Shane Heams

Personal information
- Full name: Shane Timothy Heams
- Born: September 29, 1975 (age 50) Toledo, Ohio, U.S.

Medal record
Men's baseball
Representing the United States
Olympic Games
| Gold medal – first place | 2000 Sydney | Team competition |

= Shane Heams =

American baseball player

Shane Timothy Heams (born September 29, 1975) is an American former professional baseball pitcher and Olympic gold medalist. His minor league baseball career spanned from 1996 to 2005.

==Baseball career==
Heams played baseball at Bedford High School in Temperance, Michigan, where he was named to the first team of the All-Great Lakes League team in 1993 and 1994 as an outfielder. After graduation, he was drafted in the 41st round of the 1994 Major League Baseball draft by the Seattle Mariners.

He played 22 games in the outfield for the minor league AZL Mariners in 1995, finishing the year with a .197 batting average. In 1996, the Mariners converted Heams to a pitcher, where he appeared in 30 games in relief in the Arizona League in 1996 and 1997. On March 31, 1998, Heams announced his retirement, but came out of retirement shortly thereafter and signed with the Detroit Tigers in April. He spent the remainder of the year with the Jamestown Jammers, ending the season with a 3.86 ERA in 24 games. He pitched for the West Michigan Whitecaps in 1999, where he was named to the Midwest League's East Division all-star team.

In November 1999, he was added to the Tigers' 40-man roster, with Heams signing a one-year contract with Detroit in February 2000. He pitched for both the Double-A Jacksonville Suns of the Southern League and the Triple-A Toledo Mud Hens of the International League in 2000, recording a 2.59 ERA with Double-A Jacksonville in 39 games, but allowed 12 earned runs in 9.2 innings with Toledo.

On August 23, Heams was named to the United States national baseball team to compete in the 2000 Summer Olympics. At the games, he pitched against Japan, The Netherlands, and Cuba. Heams earned a gold medal when the United States defeated Cuba in the finals.

Heams split the 2001 season between Double-A Erie and Toledo, appearing in 50 games across the two levels. He resigned with Detroit on a one-year deal the following February, but he was designated for assignment and claimed by the Boston Red Sox on April 2. He pitched for three of the Red Sox' minor league clubs, including the Triple-A Pawtucket Red Sox, but was traded to the Colorado Rockies in July.

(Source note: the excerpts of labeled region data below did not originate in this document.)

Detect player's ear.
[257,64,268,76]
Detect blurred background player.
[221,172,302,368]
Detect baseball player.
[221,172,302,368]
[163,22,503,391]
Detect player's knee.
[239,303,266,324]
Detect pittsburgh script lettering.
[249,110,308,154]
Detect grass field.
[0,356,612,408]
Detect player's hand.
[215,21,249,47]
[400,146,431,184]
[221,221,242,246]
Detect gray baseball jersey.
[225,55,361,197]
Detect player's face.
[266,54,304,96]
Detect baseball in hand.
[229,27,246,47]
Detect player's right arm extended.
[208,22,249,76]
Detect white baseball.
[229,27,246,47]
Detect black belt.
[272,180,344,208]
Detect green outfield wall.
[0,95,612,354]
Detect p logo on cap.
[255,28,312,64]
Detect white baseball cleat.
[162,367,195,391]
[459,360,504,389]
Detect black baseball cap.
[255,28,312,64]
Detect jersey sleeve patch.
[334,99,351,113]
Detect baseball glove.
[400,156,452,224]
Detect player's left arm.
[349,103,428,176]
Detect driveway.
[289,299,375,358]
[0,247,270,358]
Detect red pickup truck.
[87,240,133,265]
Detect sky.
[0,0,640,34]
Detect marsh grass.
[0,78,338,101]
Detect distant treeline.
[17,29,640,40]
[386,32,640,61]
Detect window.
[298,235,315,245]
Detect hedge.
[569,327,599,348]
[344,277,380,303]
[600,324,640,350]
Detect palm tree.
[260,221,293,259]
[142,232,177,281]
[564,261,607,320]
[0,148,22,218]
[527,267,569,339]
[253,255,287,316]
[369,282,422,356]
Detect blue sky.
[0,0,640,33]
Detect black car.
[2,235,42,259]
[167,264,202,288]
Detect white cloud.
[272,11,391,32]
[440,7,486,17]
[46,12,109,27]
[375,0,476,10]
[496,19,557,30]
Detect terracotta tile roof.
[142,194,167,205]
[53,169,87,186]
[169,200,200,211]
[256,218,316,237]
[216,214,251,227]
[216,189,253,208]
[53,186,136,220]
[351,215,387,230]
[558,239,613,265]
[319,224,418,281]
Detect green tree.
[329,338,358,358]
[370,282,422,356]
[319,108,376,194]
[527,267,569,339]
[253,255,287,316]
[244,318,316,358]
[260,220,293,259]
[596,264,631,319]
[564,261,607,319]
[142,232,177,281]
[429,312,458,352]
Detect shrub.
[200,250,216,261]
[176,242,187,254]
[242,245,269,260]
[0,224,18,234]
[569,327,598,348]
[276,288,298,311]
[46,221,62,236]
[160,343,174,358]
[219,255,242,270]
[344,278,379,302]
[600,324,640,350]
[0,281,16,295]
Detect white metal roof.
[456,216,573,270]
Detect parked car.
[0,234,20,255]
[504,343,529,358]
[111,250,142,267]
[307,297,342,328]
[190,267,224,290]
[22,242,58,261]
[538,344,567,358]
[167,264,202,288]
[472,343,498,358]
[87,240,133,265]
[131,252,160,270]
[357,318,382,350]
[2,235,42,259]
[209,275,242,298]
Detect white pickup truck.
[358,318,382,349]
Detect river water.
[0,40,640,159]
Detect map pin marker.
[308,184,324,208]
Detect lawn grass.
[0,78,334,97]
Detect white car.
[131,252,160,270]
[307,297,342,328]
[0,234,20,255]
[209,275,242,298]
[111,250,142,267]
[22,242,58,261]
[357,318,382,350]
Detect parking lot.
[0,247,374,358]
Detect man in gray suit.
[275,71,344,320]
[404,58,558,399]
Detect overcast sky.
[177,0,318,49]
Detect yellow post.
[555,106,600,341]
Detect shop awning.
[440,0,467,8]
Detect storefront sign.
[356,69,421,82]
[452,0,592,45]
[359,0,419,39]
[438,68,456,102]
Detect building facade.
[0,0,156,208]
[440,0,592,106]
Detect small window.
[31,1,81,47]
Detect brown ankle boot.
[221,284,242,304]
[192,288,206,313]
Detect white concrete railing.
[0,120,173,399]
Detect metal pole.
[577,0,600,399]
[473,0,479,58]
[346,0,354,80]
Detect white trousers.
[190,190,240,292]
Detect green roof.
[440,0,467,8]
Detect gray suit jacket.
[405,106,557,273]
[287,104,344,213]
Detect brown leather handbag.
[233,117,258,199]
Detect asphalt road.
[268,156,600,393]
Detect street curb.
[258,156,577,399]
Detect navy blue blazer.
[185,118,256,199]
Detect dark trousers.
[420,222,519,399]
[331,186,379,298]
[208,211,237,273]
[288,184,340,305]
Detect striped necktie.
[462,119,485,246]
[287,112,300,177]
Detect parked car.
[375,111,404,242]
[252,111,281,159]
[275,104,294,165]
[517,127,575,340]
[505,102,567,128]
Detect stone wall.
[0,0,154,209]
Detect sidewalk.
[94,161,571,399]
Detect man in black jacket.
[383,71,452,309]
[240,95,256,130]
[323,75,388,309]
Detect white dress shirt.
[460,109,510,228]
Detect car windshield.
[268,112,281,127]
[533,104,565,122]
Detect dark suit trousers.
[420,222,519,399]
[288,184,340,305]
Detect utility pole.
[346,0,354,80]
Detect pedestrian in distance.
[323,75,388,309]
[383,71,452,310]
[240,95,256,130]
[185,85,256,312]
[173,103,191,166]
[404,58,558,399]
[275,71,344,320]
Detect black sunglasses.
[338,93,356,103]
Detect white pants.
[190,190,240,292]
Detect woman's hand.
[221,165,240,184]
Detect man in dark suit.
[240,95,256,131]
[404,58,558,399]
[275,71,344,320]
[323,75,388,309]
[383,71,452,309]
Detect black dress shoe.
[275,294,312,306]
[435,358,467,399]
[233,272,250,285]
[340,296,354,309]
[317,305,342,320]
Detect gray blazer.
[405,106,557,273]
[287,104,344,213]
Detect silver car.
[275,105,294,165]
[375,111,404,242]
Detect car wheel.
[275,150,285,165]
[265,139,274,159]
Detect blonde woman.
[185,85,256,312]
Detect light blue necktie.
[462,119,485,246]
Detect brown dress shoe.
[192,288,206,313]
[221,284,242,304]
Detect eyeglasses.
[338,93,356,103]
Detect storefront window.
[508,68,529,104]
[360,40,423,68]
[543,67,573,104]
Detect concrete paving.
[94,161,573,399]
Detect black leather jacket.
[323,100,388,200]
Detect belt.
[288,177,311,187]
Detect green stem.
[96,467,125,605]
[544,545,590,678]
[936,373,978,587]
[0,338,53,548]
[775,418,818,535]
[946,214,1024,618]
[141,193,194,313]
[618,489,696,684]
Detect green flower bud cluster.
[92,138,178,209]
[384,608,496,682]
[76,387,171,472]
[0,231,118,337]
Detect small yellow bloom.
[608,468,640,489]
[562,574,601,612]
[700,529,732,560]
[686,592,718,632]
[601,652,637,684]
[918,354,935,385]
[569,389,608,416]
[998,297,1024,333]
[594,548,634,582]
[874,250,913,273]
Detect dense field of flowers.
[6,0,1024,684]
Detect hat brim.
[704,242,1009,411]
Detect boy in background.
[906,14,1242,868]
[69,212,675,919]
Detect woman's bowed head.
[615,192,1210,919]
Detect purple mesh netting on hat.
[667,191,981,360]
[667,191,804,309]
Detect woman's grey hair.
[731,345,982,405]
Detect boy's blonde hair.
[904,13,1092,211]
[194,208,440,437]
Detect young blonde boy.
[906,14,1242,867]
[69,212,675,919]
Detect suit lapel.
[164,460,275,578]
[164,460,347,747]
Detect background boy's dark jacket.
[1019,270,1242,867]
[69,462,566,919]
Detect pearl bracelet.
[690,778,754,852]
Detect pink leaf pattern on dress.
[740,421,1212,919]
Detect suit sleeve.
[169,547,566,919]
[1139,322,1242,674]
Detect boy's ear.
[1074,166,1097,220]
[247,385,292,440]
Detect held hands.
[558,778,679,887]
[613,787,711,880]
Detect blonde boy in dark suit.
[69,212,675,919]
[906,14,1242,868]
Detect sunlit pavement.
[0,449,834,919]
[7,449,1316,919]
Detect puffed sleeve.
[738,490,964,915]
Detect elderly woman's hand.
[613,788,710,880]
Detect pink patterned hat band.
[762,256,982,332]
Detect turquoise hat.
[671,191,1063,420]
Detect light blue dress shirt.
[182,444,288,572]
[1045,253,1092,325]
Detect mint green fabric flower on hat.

He appeared in nine games with the Colorado Springs Sky Sox before the season ended. In November, Heams signed with the Cincinnati Reds, but asked for his release after declining to take part in extended spring training.

After sitting out the 2003 season, Heams signed with the independent Somerset Patriots of the Atlantic League of Professional Baseball in April 2004. He appeared in 95 games in 2004 and 2005 for Somerset, including 12 games as a starter, before ending his playing career.